Dave Warren davew at hireahit.com
Thu Aug 25 06:04:09 UTC 2016


> I am trying to understand why caching is required on the bind server,
> when the client receiving the responses would be caching based on TTL
> values. 
> 
> So,
> Is caching required on the server, if the client is not able to
> cache such responses? Isn't it a overhead on both the client and server
> systems to cache the same responses at respective ends
> What are the possible Use cases of caching the responses at the Server?
> What if there is a dynamic updates of Records on Server and
> Server still sends the cached Responses? 

Ubiquitous client-side DNS caching on workstations is relatively new in
the grand scheme of things, and shouldn't be assumed to exist. Also,
client side caches may be limited in size, may expire data far sooner
than the TTL, and with mobile devices, may dump their entire cache
frequently (perhaps every time the device jumps between networks).

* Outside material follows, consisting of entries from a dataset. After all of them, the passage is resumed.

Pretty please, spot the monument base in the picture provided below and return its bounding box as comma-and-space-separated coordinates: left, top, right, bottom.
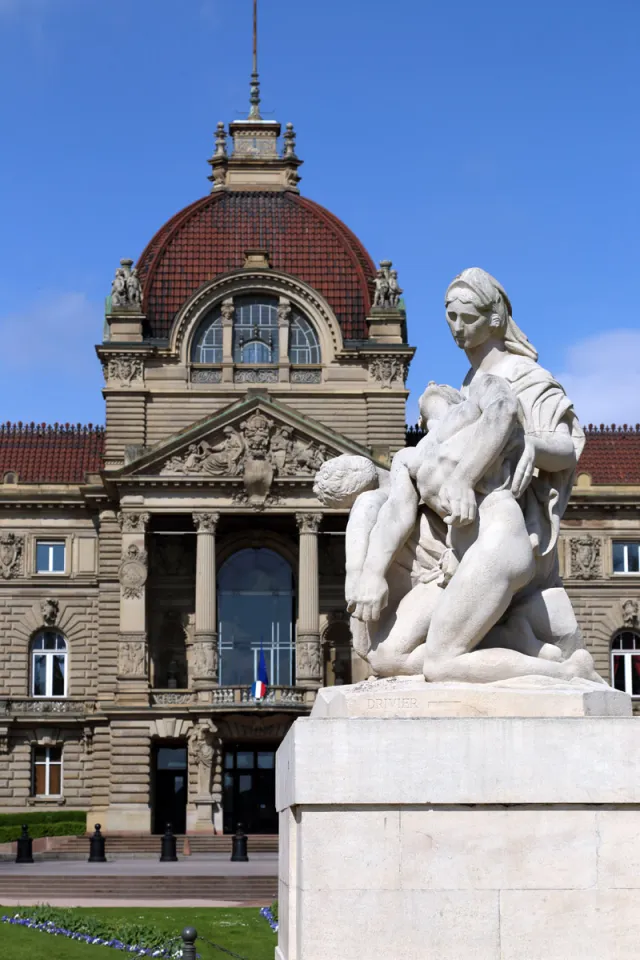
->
276, 681, 639, 960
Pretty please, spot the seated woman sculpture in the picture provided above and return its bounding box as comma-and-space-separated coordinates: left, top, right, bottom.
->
319, 267, 604, 685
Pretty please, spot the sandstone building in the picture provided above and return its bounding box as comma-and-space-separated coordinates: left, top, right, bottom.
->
0, 66, 639, 835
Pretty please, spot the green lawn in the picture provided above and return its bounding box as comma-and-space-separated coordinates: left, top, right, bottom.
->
0, 907, 276, 960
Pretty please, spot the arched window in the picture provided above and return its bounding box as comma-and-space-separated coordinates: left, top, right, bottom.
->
234, 297, 278, 364
218, 548, 294, 686
290, 313, 321, 364
191, 295, 322, 367
611, 630, 640, 697
192, 308, 222, 364
31, 630, 68, 698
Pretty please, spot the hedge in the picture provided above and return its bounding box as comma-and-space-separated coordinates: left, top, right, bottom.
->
0, 810, 86, 827
0, 821, 86, 844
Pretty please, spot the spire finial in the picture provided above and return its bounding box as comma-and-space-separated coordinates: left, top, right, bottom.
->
249, 0, 262, 120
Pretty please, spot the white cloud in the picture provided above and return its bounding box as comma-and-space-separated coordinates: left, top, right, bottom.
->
0, 291, 105, 424
556, 329, 640, 428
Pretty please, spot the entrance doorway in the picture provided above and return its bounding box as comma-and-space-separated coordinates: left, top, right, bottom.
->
223, 743, 278, 834
152, 742, 187, 834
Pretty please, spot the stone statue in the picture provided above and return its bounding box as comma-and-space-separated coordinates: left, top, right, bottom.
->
315, 268, 605, 686
110, 259, 142, 310
373, 261, 402, 309
188, 722, 217, 795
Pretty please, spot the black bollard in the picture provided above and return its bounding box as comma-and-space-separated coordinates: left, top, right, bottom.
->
181, 927, 197, 960
230, 822, 249, 862
160, 822, 178, 862
15, 824, 34, 864
88, 823, 107, 863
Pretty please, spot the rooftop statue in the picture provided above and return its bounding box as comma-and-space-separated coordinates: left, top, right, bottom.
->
110, 259, 142, 310
315, 267, 605, 685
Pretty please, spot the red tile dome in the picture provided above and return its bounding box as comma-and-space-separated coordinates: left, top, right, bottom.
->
135, 191, 376, 342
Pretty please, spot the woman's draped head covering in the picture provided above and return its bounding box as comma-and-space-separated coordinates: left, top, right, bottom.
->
445, 267, 538, 362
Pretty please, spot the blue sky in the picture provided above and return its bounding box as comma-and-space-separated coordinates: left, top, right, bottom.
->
0, 0, 638, 427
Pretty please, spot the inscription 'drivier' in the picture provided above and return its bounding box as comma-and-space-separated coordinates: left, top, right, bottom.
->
366, 697, 418, 709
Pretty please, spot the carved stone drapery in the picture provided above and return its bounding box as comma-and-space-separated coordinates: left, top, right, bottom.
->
118, 512, 150, 533
369, 356, 408, 388
570, 535, 601, 580
187, 720, 222, 800
118, 544, 148, 599
0, 533, 23, 580
104, 355, 144, 386
118, 635, 148, 678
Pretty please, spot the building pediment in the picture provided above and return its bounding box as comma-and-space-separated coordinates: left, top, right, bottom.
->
107, 394, 379, 507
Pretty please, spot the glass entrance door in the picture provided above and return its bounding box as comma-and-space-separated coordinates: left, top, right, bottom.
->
223, 745, 277, 834
218, 548, 294, 686
152, 744, 187, 834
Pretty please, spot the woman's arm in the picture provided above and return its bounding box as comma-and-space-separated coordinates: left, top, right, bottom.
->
512, 420, 577, 498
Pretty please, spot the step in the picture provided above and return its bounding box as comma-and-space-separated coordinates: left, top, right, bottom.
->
0, 876, 277, 901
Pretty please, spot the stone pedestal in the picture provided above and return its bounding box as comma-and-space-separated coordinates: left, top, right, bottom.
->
276, 679, 639, 960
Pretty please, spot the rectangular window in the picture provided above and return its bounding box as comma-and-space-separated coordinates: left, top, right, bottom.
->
32, 746, 63, 797
36, 541, 66, 574
613, 542, 640, 574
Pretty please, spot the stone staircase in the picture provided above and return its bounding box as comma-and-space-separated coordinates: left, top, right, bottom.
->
34, 833, 279, 859
0, 874, 277, 903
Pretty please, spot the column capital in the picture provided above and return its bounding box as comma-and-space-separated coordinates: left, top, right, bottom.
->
193, 512, 220, 534
296, 512, 322, 535
118, 511, 150, 533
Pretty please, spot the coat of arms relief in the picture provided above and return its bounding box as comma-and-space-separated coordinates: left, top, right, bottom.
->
160, 411, 329, 504
0, 534, 23, 580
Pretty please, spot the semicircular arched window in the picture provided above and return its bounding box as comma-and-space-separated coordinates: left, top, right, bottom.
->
31, 630, 68, 698
611, 630, 640, 697
192, 294, 322, 368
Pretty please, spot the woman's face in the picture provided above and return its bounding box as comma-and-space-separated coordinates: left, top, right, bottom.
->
446, 296, 494, 350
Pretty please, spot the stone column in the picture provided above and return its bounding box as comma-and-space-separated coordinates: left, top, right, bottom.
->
117, 512, 150, 705
193, 512, 220, 700
278, 297, 291, 382
296, 512, 323, 688
221, 297, 235, 383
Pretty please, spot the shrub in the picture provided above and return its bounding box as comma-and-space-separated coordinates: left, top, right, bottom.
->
0, 821, 85, 844
0, 810, 86, 827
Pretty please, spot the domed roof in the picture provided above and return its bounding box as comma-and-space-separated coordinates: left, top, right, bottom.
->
136, 191, 376, 342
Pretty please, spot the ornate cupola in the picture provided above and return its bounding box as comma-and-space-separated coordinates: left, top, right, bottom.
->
208, 0, 303, 193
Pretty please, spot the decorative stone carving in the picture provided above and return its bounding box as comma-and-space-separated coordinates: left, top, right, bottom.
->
220, 298, 235, 323
283, 122, 298, 159
373, 260, 403, 309
9, 700, 79, 714
369, 356, 407, 389
81, 726, 93, 757
234, 369, 278, 384
160, 415, 329, 498
0, 727, 8, 754
40, 598, 59, 627
214, 121, 227, 158
118, 544, 148, 599
570, 536, 601, 580
278, 302, 292, 325
315, 267, 605, 686
191, 369, 222, 384
0, 533, 23, 580
193, 513, 220, 534
153, 692, 196, 705
296, 513, 322, 535
187, 720, 220, 797
118, 513, 150, 533
111, 258, 143, 309
192, 641, 218, 680
105, 355, 144, 385
291, 369, 321, 384
622, 599, 639, 627
118, 637, 147, 677
296, 639, 323, 681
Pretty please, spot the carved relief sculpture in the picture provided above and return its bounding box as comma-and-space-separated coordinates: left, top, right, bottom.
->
118, 638, 147, 677
188, 721, 221, 798
118, 544, 148, 599
296, 639, 323, 681
192, 641, 218, 680
40, 598, 59, 627
0, 533, 23, 580
570, 535, 602, 580
118, 512, 150, 533
369, 356, 407, 389
622, 599, 639, 627
105, 356, 144, 385
373, 260, 403, 309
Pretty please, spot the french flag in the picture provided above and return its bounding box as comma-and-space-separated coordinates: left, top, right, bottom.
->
251, 641, 269, 700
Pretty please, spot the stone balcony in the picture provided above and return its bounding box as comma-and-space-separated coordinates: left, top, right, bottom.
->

Beyond that, think about the number of queries a resolver must perform
to visit a website, we first need the roots (hints or cached), then the
authoritative NS for the gTLD, then the NS for the domain, and oops it's
in another gTLD so we look that up, from the root again, etc, all just
to get a CNAME for a CDN in yet another TLD, and now a single call to a
single website has taken 10-15 separate queries just to get the final A
record.

I haven't done actual statistics, but I've yet to see any time when my
resolvers don't have the authoritative servers for COM, NET, INFO, ORG,
CA, and various other TLDs in the cache.

Plus, even if you do assume that clients cache effectively, AND you
ignore the resolver's internal needs, most DNS resolvers serve more than
one user and as such, in a company of a few hundred employees (or an ISP
with a tens or hundreds of thousands), at any one time at least half are
watching cat videos from YouTube, so the cache will help the next 'x'
number of users who all need to know www.youtube.com and it's CDN
services. Most of the internet uses Google Analytics, AdWords,
DoubleClick, has Facebook or Twitter links, Disqus, etc, all of those
are in cache approximately 100% of the time if you have more than a
handful of users.

Or maybe I am completely missing your point?